Kpi for Corporate Legal Department

Track KPIs using an intelligent legal technology solution. Or get a head start when setting up your KPIs with the advice of our digital legal experts: Hans Van Heghe and Yves Lefere. “But only gigantic legal services can do that.” Then it became more difficult. The next request was for the legal department to create and deliver KPIs. KPIs are metrics you track to determine if you`re on target with a goal or benchmark. Aside from the fact that, again, I had no idea what to measure (or how to measure it), it was infinitely harder now because the demand came from the CFO and CEO. Unlike my HR friends, this meant that it would be very difficult to “tamper” with it, i.e. I actually had to develop large, functional KPIs. Damn. As with SMART goals, we finally figured this out and developed KPIs that measured different facets of the legal department. Nevertheless, it was and still is an unsatisfactory experience for many in-house lawyers.

Especially because looking at numbers and graphs on pretty dashboards can be fun for some, there`s usually little context conveyed or captured by a KPI. Without context, you`re missing out on many important nuances about the value of an in-house legal department. KPIs, for example, rarely grasp how departments “think” and “react” to suddenly prioritize pressing issues, what work is set aside (or additional legal fees are incurred) because the CEO or a particular business unit now has a new No. 1 priority. How do you distinguish between an in-house lawyer who may be stuck in a mega-deal or a complex case and others who deal with dozens of minor but important issues? Or how to find out what risks, litigation, bad deals, costs and other pain are avoided because the legal department was involved. In other words, KPIs are all about measuring intangibles, and much of what in-house lawyers do every day – and where they add the most value – often takes the form of those intangibles. The biggest mistake most legal departments make is trying to track too many KPIs. If you have more than ten, you have problems and may overanalyze things.

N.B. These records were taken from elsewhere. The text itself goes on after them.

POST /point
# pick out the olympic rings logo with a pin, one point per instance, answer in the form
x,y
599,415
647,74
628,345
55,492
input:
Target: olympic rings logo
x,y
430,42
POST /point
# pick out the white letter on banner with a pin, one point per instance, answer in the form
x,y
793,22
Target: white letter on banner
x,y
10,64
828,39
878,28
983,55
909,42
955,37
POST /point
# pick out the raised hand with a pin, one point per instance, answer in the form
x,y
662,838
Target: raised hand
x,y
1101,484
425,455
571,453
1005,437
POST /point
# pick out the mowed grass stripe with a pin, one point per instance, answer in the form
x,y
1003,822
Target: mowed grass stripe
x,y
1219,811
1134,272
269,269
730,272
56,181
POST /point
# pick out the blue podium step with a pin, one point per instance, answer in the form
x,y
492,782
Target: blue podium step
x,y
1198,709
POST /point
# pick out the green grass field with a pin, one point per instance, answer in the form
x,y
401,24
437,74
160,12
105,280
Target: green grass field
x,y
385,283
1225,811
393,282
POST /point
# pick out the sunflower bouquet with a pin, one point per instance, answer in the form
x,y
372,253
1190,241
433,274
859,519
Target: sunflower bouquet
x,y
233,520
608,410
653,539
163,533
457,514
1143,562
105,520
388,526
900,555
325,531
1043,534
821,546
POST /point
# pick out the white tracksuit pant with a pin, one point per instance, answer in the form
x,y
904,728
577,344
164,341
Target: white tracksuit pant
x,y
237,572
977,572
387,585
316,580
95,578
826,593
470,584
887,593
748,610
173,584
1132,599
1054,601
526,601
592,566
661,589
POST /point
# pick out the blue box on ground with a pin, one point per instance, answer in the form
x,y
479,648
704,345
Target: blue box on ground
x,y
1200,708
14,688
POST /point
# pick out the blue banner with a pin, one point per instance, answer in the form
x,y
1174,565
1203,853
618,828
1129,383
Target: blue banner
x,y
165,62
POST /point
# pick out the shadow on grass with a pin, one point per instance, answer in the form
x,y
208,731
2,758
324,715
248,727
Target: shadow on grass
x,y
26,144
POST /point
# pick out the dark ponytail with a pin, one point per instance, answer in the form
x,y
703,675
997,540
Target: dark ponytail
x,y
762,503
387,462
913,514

The process should go like this: What story would you like to tell about your department, the legal work done in-house, and the value of contributions from you and the in-house legal team? In the following articles in this series, we`ll take an in-depth look at metrics and KPIs that affect: 1. Contract quantity. Fairly simple measure: how many contracts did the legal department conclude during the measurement period? It can be just a gross number or, better, a target set earlier in the year, such as 500 contracts per quarter. I like this measure because I have always believed that one of the highest and best applications of the legal department is the conclusion of contracts, because contracts are the big one on the runners of the company. If you want to go into detail, you can break down the number of contracts by type, such as: commercial contracts, NDAs, suppliers, complex, simple, in value or other types of contracts that your department is working on. This CPI for the legal department is a popular comparison with internal expenses because it gives a clearer picture of the percentage of work and expenses done internally and externally. 7. Compliance Management. This requires the company`s compliance function to be located in the legal department, which is still quite common today.

As with process management, it is difficult to create a KPI for this domain. In my experience (and because the board has always been interested in compliance issues), we have followed, among other things: I`m having trouble writing this post about KPIs. It took much longer than it should have been – with several starts and stops. First, should they be KPIs or KPIs? Much like the debate about UBI and UBI in baseball, passions on this point run high. I think “KPIs” sounds better, so I`ll go for it. Second, and more important than the KPI/KPI controversy, KPIs don`t work particularly well for in-house legal departments. In fact, I had that eureka moment a long time ago when I was first asked, as General Counsel, to provide “SMART” targets[1] to the legal service for a coming calendar year. I literally had no idea what they (HR) were talking about.

And when I asked them for a few examples, it was clear they had no idea either – at least when it came to developing SMART goals for the legal department. For other parts of the business, SMART goals seemed obvious and worked very well. For the legal, not so much. But I (and my team) eventually figured it out and came up with goals that were a bit muddy – “SMART-ish” – but no one objected to. For some examples, see an older article titled “Setting Goals for the Legal Service.” Once you have a good understanding of what will affect your legal department`s KPIs, it`s important that you create KPIs that are achievable, measurable, and linked to desired outcomes. The best way to do this is to ask the following questions: However, it`s less common for legal teams to actually get the obvious and ask their peers directly what they want. Where do your sales colleagues value your contribution the most? When and how do they want this service to be provided? We`ve worked with dozens of legal teams who wanted to be more data-driven, and the same metrics keep popping up.